Pourquoi pas une base au Vietnam ou au Cambodge et l’Inde ? Les Ivoiriens sont-ils si dangereux ? La réponse est que la base militaire française en Côte-d’Ivoire est la preuve-même de l’amateurisme de plusieurs générations de politiciens français, incapables de comprendre que la vraie guerre est aujourd’hui économique et non militaire.
S’il y a 10 ans on avait demandé à un Ivoirien ce qui dans sa maison provenait de France, il serait arrivé à un pourcentage de 80%. Aujourd’hui, ce pourcentage est ravi par la Chine avec ses produits moins chers et elle n’a nullement besoin de poster une base militaire à Abidjan pour gagner cette bataille économique.
CONCLUSION
Dans l’avenir, il y aura problement plus vite un Métro à Abidjan et rien à Yaoundé, un Tram à Abidjan et rien à Douala. Il y aura certainement encore plus de gratte-ciels à Abidjan qu’à Yaoundé, plus de ponts à Abidjan qu’à Douala, tous construits par des entreprises françaises; un poids de taille sur le dos des générations futures d’ivoiriens qui se retrouveront avec une dette colossale, contractée auprès de la France, pour offrir les grands travaux souvent inutiles ou tout au moins non prioritaires, à ses entreprises qui pourront ainsi continuer de se sucrer là où le Président Laurent Gbagbo voulait fermer le robinet du surendettement du pays.

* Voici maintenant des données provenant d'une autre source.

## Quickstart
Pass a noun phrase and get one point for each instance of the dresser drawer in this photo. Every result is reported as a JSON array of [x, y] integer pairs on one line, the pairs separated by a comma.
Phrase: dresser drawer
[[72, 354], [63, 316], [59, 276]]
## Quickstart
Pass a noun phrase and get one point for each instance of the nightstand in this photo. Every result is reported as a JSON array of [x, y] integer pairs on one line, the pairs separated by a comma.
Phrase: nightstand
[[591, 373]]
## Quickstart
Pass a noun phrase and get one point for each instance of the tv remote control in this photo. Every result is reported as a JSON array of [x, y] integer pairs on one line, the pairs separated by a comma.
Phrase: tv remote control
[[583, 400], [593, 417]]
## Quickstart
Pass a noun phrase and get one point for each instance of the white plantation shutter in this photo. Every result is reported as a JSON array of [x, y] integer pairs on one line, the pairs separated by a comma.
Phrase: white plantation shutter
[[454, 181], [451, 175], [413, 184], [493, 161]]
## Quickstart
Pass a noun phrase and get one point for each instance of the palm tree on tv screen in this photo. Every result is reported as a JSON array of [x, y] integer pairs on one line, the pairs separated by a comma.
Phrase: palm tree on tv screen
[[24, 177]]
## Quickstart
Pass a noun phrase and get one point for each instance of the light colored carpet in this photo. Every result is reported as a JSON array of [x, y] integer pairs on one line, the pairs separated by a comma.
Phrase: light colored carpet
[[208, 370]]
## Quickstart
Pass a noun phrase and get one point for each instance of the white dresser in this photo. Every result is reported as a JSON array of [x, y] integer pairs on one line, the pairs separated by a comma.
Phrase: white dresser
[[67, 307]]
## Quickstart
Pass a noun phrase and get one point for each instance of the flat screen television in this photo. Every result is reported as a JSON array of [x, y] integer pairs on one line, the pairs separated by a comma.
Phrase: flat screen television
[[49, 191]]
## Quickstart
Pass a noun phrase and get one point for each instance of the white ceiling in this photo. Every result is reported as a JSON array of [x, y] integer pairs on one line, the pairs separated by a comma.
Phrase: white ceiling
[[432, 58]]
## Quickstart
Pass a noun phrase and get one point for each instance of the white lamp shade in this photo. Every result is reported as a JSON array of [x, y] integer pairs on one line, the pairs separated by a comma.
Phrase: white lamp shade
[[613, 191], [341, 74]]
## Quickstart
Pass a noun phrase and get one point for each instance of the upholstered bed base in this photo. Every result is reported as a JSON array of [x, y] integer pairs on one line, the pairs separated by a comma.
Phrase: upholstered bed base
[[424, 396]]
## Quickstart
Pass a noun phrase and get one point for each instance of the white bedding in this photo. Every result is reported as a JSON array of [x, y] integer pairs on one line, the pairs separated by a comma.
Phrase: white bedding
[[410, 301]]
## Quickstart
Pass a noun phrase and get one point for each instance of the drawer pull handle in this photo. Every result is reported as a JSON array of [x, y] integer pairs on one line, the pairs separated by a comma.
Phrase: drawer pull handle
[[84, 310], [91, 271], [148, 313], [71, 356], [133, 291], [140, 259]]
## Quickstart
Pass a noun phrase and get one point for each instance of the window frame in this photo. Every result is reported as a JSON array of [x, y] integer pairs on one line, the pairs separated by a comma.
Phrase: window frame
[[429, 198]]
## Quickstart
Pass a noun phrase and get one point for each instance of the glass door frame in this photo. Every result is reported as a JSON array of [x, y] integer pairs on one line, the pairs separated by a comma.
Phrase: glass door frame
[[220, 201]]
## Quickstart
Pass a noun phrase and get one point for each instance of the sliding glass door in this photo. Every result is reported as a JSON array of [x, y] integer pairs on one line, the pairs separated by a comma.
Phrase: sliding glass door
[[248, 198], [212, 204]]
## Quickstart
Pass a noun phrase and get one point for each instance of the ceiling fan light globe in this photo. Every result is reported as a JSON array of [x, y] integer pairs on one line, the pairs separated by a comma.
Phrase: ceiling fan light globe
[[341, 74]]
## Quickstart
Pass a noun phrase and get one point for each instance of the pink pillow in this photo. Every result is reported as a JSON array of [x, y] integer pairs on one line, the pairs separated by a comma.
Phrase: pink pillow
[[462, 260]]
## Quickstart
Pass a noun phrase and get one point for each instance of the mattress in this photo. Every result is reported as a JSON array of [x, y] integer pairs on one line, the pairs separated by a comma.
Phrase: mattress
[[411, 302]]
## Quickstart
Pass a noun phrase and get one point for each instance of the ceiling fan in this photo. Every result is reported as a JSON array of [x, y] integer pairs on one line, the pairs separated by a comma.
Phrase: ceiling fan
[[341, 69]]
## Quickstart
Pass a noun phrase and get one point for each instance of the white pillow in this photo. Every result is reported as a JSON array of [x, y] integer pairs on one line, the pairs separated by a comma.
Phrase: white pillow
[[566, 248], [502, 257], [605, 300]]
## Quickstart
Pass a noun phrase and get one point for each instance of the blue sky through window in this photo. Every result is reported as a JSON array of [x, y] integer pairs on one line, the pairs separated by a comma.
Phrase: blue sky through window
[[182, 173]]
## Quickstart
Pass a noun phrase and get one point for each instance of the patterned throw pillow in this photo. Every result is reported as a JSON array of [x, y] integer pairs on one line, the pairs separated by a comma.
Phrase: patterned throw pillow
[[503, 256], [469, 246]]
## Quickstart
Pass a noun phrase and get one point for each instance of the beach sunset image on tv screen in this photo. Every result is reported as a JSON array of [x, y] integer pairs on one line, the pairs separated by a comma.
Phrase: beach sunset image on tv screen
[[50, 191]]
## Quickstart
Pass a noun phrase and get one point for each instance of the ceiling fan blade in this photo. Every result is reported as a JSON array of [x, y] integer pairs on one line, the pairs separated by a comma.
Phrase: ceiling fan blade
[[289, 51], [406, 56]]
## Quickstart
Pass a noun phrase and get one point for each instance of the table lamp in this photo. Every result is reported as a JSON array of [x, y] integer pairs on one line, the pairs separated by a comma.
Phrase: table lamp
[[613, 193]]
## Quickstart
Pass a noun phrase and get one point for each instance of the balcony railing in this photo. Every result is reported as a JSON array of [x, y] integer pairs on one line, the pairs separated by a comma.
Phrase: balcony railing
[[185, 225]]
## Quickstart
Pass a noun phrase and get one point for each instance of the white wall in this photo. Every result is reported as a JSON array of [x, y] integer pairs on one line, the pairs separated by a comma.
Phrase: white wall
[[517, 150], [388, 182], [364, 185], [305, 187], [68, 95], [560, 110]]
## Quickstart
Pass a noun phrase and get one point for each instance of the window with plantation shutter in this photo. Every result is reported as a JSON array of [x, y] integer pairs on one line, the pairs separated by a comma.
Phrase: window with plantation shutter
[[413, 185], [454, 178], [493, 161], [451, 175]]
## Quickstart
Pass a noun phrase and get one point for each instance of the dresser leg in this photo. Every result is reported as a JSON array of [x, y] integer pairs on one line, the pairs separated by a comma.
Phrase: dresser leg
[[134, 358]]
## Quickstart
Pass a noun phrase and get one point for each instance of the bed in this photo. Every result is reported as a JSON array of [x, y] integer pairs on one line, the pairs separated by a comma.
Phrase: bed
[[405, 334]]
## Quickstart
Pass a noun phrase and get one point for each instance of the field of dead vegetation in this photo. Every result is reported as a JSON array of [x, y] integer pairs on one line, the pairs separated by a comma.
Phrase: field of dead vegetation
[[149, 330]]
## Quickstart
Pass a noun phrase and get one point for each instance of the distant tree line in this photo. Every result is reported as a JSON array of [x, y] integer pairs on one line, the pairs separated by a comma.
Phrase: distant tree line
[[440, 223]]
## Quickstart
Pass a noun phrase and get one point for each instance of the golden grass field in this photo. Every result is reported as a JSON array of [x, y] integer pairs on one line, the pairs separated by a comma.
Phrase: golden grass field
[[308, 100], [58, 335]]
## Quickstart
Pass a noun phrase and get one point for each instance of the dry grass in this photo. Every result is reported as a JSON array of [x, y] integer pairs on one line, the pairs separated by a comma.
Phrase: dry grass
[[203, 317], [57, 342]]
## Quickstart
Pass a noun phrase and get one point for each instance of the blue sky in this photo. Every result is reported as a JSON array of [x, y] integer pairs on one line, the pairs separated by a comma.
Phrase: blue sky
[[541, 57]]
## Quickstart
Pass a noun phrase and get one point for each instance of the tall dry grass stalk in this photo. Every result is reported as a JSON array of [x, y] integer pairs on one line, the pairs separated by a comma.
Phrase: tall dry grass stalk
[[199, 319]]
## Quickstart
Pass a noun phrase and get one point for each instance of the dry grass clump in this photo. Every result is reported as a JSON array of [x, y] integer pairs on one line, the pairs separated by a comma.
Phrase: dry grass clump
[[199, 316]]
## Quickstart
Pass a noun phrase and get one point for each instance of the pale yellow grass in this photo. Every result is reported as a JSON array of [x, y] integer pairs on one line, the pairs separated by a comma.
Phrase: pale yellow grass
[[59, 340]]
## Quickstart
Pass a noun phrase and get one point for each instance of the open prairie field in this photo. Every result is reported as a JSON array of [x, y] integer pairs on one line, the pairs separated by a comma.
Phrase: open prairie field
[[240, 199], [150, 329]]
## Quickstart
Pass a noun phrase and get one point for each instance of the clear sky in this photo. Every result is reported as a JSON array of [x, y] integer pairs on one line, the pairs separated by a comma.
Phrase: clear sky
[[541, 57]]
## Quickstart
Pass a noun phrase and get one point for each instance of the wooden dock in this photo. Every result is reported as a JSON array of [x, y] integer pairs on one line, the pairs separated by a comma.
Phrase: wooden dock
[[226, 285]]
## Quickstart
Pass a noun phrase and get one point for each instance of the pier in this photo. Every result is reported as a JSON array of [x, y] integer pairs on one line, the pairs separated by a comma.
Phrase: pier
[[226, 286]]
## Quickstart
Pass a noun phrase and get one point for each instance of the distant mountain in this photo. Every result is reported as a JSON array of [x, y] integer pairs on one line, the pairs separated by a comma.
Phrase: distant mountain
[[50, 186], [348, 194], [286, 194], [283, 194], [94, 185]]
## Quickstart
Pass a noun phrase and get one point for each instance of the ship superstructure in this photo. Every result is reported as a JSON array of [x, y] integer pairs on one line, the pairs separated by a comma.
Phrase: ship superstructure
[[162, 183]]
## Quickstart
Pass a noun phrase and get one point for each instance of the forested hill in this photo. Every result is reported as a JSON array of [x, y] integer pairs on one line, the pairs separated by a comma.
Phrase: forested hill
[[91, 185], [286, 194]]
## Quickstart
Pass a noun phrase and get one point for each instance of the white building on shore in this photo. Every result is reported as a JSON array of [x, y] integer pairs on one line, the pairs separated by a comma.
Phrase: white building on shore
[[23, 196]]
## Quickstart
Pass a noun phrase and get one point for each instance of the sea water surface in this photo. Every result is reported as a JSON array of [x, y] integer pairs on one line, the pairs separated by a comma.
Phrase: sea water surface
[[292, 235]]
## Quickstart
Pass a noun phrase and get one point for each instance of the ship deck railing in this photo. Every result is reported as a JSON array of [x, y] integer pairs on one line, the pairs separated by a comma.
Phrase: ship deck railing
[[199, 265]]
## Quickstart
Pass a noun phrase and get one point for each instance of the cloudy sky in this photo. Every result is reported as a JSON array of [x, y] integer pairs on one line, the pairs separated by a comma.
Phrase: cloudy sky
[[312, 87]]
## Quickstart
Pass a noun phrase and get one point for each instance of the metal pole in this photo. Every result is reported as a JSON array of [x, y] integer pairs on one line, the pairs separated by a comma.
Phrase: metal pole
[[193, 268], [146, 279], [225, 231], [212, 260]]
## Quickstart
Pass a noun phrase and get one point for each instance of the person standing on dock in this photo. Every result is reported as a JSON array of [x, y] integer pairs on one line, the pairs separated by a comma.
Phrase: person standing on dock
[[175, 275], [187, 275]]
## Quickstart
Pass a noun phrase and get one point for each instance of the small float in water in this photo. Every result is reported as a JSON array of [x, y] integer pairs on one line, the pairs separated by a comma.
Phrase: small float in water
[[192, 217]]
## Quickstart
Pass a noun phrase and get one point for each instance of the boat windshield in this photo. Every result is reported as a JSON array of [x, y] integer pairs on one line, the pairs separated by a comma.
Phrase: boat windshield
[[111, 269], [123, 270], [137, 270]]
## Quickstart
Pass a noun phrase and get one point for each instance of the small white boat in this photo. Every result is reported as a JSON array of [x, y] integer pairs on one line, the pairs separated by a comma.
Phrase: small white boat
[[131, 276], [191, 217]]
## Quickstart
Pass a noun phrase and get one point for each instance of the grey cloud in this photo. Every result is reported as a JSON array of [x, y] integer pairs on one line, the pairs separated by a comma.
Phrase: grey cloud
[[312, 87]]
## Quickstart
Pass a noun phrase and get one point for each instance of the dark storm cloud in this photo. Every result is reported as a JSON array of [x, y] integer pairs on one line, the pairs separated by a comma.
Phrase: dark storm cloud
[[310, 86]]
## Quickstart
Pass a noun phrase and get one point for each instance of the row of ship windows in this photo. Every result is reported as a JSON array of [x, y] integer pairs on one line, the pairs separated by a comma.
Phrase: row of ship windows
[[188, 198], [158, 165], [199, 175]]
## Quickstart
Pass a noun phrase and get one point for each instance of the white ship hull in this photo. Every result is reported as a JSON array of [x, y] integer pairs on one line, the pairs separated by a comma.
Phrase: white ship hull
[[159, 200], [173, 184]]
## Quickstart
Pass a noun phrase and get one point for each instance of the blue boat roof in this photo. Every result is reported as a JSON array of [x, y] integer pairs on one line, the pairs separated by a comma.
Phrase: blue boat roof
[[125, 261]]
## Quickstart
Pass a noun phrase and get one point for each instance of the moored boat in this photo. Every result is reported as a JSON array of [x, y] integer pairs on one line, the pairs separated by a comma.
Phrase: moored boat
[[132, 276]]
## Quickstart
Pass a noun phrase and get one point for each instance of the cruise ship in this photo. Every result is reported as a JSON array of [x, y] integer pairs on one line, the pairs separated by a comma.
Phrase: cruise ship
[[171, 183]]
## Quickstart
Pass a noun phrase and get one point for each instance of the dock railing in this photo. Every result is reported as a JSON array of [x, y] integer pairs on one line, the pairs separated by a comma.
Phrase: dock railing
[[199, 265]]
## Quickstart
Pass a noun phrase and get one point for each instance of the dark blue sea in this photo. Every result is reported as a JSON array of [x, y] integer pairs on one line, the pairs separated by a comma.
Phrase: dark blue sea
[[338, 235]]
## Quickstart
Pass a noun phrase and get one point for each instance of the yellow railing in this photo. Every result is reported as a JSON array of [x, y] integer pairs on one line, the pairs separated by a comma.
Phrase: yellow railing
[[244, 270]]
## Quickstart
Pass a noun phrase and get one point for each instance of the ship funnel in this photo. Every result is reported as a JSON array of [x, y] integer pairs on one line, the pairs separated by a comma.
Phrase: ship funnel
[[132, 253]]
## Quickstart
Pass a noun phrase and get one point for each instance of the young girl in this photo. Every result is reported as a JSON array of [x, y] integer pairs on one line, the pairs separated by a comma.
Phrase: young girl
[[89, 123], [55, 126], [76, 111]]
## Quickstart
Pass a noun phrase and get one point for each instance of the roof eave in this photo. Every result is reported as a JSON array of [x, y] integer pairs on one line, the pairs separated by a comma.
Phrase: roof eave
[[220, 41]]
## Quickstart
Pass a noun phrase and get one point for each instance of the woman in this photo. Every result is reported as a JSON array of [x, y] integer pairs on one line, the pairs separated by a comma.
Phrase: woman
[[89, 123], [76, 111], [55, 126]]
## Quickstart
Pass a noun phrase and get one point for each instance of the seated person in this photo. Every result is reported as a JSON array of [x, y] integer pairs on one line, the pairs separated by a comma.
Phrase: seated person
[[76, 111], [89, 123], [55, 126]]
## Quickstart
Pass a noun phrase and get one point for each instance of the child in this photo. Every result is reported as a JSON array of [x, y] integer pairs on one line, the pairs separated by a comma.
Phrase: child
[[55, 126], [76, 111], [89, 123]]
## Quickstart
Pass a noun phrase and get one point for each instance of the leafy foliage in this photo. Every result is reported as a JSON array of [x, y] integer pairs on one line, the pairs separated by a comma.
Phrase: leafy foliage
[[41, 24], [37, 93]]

L’Indépendance, la vraie, est économique. Cette indépendance ne se mésurera pas en nombre de gratte-ciels présents dans une ville africaine, mais le pourcentage de ces immeubles appartenant à des nationaux. Notre indépendance ne se mésurera pas en fonction du tissu industriel performant ou pas, mais combien de Nationaux sont propriétaires de ces usines.
Nous pouvons être fiers de dire que le Rwanda décolle économiquement, mais ce serait mentir à nous-mêmes, si nous ne remarquons pas l’absence des noms rwandais sur la liste des industriels dont nous vantons les produits Made in Rwanda. Au Rwanda, c’est la diversion des Start-Up appartenant aux Rwandais, lorsque les vraies usines, sont presque toutes entre les mains des Indiens, Brésiliens, Israéliens, Iraniens, Pakistanais. De qui se moque-t’on ?
Pour information, la Chine ne se vante jamais du fait que le Iphone ou le Samsun est produit sur son sol, mais met en avant le champion national qu’est Huawei.
Si cette indépendance camerounaise acquise en 2009, ne sera pas accompagnée par des actions de création de richesses, c’est-à-dire d’augmentation du pourcentage des usines appartenant aux camerounais, qui est aujourd’hui, moins de 20%, cela ne sera que de l’indépendance sur le papier, pour faire bavarder les historiens demain.